When you get used to feeling, thinking and talking about yourself in a particular way, it becomes a habit. The only example I can give is like riding a bicycle. When you learn how to ride one it becomes second habit and you do it without thinking. I am adamant that thoughts and feelings actually work in the same way. As I have so often been made to feel worthless or inferior that it became a part of me. I came to accept second best because that was all I was worth and so I came to accept abuse in a relationship because another alternative was difficult to recognise.
When I accepted that I had depression I knew that I needed to get some help and support. However, I was equally combative because I wanted to deny that I had a problem – I was being a blokey bloke. Now at the age of 45 I hold no such convictions.

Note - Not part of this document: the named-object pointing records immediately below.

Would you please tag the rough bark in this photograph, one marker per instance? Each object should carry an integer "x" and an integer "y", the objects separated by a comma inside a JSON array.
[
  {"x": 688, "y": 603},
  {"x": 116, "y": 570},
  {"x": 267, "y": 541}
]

I have found writing to be more than therapeutic than I would have initially gave it credit for. It has been a revelation. I have forced myself to answer the questions that I have held back for all of my life.
Following my open revelations about what has happened – especially the abusive relationship. I have been afforded some of the best help I could have ever imagined. It’s ok to accept it all. But it is even better to share my thoughts with others. It’s almost like having a big family that I never knew existed.
I do have low self-esteem, but I can deal with that as much as I acknowledge that I have depression. It won’t instantly heal itself but it can be managed – slowly, but it will.